Quieter than Verbier, it is a resort popular with families, having a small ski lift for children, a natural ice rink, a heated swimming pool and the longest sledge run in Western Switzerland (at 10 kilometres). The resort has a population of just over 400 and is popular with British, German and Dutch visitors as well as Swiss nationals.

==Geography==
La Tzoumaz is located in a green valley above the Rhône, in the canton of Valais and has one main access road, which starts in the town of Riddes, 13 kilometres away (and at exit 24 of the Martigny motorway). La Tzoumaz is also at a base station of the Savolyres Cable Car, an 8-minute ride up and 11-minute ride down to Verbier.

Coordinates: .

==Resort in winter==
The resort has 2 cable car lifts, 4 chairlifts and 1 children's ski lift. As of the 2025 ski season, a hybrid cable car and chairlift links Verbier to Savoleyres, to replace the existing the 4-person cable car which will be decommissioned by end of 2026. There are 12 ski runs with a total length 28 km (30% blue, 70% red), a natural ice rink and the Western Switzerland's longest tobbogan run (10 km long and a drop of 848m) which starts at the summit of the station (2,354m).
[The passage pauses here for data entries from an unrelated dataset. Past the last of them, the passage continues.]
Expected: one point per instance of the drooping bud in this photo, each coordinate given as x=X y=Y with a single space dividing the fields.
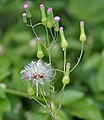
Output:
x=49 y=18
x=40 y=53
x=44 y=18
x=57 y=19
x=82 y=34
x=24 y=18
x=64 y=43
x=26 y=7
x=66 y=78
x=30 y=90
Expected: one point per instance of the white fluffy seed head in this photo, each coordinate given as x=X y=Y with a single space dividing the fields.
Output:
x=38 y=72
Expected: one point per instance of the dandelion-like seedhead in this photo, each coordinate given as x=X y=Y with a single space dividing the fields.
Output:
x=38 y=74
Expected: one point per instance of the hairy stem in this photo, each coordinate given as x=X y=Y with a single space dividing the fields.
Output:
x=79 y=59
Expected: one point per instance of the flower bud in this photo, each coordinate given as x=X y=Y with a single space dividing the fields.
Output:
x=66 y=78
x=24 y=18
x=27 y=11
x=82 y=35
x=49 y=18
x=64 y=43
x=57 y=19
x=44 y=18
x=40 y=53
x=30 y=90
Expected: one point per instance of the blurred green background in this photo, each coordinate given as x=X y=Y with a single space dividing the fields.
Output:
x=84 y=96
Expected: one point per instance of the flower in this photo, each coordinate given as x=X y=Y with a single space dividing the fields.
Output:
x=26 y=6
x=57 y=18
x=38 y=73
x=49 y=10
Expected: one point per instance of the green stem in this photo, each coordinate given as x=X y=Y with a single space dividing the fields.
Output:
x=79 y=59
x=36 y=24
x=48 y=50
x=33 y=28
x=16 y=92
x=59 y=70
x=58 y=93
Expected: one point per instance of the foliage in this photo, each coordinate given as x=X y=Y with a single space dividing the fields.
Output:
x=84 y=97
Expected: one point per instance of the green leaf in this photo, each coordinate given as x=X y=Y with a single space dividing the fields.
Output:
x=89 y=10
x=100 y=78
x=62 y=116
x=2 y=93
x=85 y=109
x=92 y=62
x=37 y=116
x=4 y=104
x=70 y=96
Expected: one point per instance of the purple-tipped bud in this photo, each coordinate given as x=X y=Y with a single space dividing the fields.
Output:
x=57 y=18
x=38 y=38
x=81 y=22
x=68 y=65
x=24 y=14
x=49 y=10
x=61 y=28
x=26 y=6
x=41 y=5
x=26 y=77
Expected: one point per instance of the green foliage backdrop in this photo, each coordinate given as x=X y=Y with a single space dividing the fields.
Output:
x=84 y=96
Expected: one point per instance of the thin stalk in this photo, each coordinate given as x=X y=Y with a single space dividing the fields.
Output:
x=36 y=24
x=43 y=107
x=79 y=59
x=16 y=92
x=59 y=70
x=44 y=98
x=58 y=93
x=48 y=44
x=33 y=28
x=52 y=35
x=61 y=101
x=64 y=59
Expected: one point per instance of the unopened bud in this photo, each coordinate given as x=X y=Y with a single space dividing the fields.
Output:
x=66 y=79
x=40 y=53
x=82 y=34
x=57 y=19
x=24 y=18
x=30 y=90
x=44 y=18
x=49 y=18
x=64 y=43
x=26 y=7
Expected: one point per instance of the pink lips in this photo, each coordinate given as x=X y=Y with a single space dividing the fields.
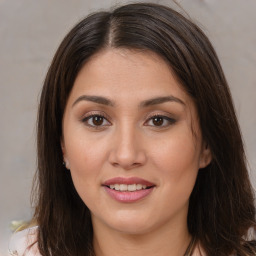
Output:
x=128 y=196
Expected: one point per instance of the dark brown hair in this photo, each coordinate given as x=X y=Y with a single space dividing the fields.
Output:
x=221 y=206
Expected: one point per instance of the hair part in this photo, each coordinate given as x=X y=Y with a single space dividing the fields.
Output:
x=221 y=206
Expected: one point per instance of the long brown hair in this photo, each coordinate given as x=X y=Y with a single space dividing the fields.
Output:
x=221 y=206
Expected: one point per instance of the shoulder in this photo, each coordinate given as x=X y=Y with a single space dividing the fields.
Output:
x=249 y=237
x=24 y=243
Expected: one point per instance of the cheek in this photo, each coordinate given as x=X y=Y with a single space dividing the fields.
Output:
x=177 y=156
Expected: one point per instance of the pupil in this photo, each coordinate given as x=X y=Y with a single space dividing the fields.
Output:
x=97 y=120
x=158 y=121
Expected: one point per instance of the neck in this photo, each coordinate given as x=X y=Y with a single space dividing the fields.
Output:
x=164 y=242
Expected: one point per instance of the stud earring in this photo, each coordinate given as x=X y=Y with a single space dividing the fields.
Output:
x=66 y=164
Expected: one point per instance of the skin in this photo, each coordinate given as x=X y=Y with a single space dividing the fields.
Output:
x=128 y=143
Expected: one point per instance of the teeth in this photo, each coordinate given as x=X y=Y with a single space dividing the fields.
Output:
x=125 y=187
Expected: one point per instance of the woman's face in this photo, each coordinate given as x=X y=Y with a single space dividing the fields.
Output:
x=132 y=142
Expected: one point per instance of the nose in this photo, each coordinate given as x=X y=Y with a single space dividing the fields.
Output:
x=127 y=149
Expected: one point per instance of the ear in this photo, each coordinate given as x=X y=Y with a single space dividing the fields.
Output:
x=65 y=158
x=205 y=157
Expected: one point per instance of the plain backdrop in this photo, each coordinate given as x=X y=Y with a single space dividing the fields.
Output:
x=30 y=32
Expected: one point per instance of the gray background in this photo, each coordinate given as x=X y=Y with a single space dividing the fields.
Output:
x=30 y=32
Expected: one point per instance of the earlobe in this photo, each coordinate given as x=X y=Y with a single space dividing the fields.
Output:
x=65 y=159
x=206 y=157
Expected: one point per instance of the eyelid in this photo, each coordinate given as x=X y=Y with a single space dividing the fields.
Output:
x=92 y=114
x=171 y=120
x=95 y=113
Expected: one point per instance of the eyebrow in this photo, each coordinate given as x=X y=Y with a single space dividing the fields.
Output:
x=96 y=99
x=160 y=100
x=146 y=103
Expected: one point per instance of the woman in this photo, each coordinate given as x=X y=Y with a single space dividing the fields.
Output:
x=139 y=148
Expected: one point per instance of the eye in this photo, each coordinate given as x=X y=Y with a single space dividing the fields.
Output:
x=96 y=121
x=160 y=121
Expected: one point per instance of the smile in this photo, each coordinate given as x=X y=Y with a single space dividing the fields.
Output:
x=128 y=190
x=125 y=187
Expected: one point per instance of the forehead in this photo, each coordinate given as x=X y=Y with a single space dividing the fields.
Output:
x=123 y=73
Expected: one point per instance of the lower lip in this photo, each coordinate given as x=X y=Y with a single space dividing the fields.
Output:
x=127 y=196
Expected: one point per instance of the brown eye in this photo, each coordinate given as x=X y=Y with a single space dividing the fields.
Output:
x=97 y=120
x=158 y=121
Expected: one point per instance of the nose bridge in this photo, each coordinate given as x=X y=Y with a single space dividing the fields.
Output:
x=127 y=148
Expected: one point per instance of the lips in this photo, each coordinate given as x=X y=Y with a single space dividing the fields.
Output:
x=127 y=181
x=128 y=190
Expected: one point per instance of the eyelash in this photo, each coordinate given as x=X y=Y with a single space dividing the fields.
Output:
x=105 y=119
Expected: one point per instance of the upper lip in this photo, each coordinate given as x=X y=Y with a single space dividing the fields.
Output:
x=127 y=181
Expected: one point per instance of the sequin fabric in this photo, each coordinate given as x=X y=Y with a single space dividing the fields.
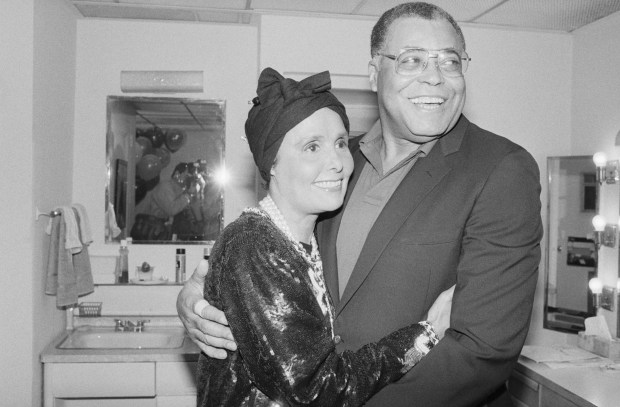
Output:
x=270 y=290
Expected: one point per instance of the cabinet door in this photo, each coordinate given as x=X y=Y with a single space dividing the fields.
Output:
x=82 y=380
x=176 y=379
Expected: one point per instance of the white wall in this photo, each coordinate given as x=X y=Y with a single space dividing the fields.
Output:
x=515 y=87
x=16 y=290
x=596 y=120
x=37 y=86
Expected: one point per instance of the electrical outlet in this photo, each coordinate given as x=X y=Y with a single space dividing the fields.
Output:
x=607 y=298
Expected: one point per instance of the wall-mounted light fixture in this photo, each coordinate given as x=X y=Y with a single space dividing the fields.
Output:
x=604 y=233
x=608 y=294
x=596 y=288
x=162 y=81
x=606 y=171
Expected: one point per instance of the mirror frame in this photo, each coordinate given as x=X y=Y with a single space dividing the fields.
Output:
x=133 y=118
x=573 y=318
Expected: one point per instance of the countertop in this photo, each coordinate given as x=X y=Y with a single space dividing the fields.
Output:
x=188 y=352
x=585 y=386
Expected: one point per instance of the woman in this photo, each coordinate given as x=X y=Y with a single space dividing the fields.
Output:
x=266 y=273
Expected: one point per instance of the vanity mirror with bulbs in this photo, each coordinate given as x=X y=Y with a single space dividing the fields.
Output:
x=572 y=257
x=583 y=207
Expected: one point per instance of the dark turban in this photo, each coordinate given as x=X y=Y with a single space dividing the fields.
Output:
x=281 y=104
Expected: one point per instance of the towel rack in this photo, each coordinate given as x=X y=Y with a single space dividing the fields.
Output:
x=52 y=214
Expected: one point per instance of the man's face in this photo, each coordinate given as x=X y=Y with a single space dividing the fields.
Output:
x=424 y=106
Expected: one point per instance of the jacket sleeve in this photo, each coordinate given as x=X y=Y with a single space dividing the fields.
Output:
x=496 y=280
x=285 y=340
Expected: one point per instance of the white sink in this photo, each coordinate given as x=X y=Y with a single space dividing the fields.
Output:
x=108 y=338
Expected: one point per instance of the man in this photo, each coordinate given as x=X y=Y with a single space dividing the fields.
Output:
x=434 y=201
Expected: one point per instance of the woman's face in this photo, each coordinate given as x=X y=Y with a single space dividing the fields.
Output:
x=312 y=167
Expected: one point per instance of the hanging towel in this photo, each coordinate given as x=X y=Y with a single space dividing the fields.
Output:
x=72 y=236
x=86 y=236
x=69 y=275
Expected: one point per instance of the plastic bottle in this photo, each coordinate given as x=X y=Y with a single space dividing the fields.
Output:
x=123 y=263
x=180 y=269
x=207 y=255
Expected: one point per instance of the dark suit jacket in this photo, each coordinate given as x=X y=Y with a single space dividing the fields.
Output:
x=468 y=213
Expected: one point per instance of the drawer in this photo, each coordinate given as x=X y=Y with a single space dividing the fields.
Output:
x=549 y=398
x=524 y=389
x=151 y=402
x=80 y=380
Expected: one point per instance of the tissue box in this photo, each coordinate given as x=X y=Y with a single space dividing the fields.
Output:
x=600 y=346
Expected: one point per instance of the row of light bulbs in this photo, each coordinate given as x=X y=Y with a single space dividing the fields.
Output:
x=604 y=233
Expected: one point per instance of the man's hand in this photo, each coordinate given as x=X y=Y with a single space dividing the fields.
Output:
x=206 y=325
x=439 y=314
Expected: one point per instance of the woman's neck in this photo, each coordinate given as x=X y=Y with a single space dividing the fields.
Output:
x=301 y=225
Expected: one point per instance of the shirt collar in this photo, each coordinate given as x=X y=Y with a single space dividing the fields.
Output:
x=372 y=141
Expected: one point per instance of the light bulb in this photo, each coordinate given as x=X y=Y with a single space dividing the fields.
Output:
x=596 y=285
x=600 y=159
x=599 y=223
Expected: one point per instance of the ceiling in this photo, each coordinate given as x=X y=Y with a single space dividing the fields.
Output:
x=551 y=15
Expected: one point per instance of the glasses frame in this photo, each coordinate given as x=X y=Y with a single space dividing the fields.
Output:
x=431 y=53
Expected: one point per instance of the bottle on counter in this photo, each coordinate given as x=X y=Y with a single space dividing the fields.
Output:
x=180 y=268
x=206 y=255
x=123 y=263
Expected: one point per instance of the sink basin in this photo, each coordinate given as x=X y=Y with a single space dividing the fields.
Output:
x=108 y=338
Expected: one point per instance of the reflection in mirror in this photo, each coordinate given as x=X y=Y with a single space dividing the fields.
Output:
x=571 y=254
x=165 y=169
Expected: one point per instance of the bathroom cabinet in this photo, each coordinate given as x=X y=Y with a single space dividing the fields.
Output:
x=119 y=377
x=138 y=384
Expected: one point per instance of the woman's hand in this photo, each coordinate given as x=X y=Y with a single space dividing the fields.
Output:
x=206 y=325
x=439 y=313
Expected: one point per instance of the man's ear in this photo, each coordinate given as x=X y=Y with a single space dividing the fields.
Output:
x=373 y=71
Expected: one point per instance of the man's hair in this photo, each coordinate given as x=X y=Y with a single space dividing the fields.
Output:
x=421 y=10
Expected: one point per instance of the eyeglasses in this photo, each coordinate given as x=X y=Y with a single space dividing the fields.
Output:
x=412 y=61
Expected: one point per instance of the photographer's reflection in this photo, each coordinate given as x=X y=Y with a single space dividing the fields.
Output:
x=200 y=220
x=155 y=213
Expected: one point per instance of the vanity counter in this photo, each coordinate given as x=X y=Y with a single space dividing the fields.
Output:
x=536 y=384
x=51 y=354
x=159 y=377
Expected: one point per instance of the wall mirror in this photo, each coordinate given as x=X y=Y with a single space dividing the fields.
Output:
x=165 y=163
x=571 y=254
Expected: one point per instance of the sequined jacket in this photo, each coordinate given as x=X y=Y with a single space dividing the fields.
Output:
x=286 y=347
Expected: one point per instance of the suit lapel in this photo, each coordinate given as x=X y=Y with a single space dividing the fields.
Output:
x=421 y=179
x=329 y=233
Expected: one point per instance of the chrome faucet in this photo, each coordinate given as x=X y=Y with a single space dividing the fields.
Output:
x=129 y=326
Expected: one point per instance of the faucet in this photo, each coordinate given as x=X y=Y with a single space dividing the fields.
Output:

Lifts in the La Tzoumaz Ski Area
| Lift | Type | Size (people) | Capacity (people per hour) | Build Year |
|---|---|---|---|---|
| 200 Savoleyres | Cable car | 4 | 800 | 1970 |
| 201 Tzoumaz | Cable car | 8 | 1600 | 2007 |
| 203 Etablons | Chairlift | 2 | 1200 | 1998 |
| 204 Taillay | Chairlift | 4 | 1800 | 1996 |
| 205 Nord | Chairift | 6 | 2400 | 2002 |
| 207 Tournelle | Chairlift | 2 | 1360 | 1997 |
| 208 Piguet Galland | Hybrid Cable car/ Chairlift | 6 (chair), 8 (cable car) | 1000 | 2025 |

The resort is also directly linked to the Four Valleys ski area, with 98 more ski lifts and a total of 400 km of ski runs. The [Verbier] zone of the Four Valleys is renowned for its off-piste opportunities. In particular Tortin, Mont Fort, Valon D'Arbi and Creblet are popular excursions.

==Resort in summer==
The village offers 1 outdoor tennis court, fishing, paragliding, mountain biking and climbing. It is situated on the Bisse du Saxon (part of a 19th-century irrigation system that offers 100 km of gently inclined paths suitable for walking and mountain biking). Within a short drive of the resort are many family, cultural and historical attractions including Lake Geneva, the Grande Dixence dam, the medieval town of Sion, Aqua park, Thermal Baths and underground salt mines.

The Verbier-La Tzoumaz Bikepark had 5 separate downhill tracks each with at least 700m of altitude drop.

The "maison de la Forêt" has exhibitions of local wildlife and a cafe serving local produce.

The Trail of the Senses allows you to discover nature through sight, touch, hearing, smell and taste.

Hikers can also discover the "bisses" and notably the bisse of Saxon. The small water channels have run through Valais since the Middle Ages bringing water from high in the mountains to the pastures below.

==Accommodation==

As well as having 6 small guesthouses and hotels, there are 155 privately owned apartments and chalets.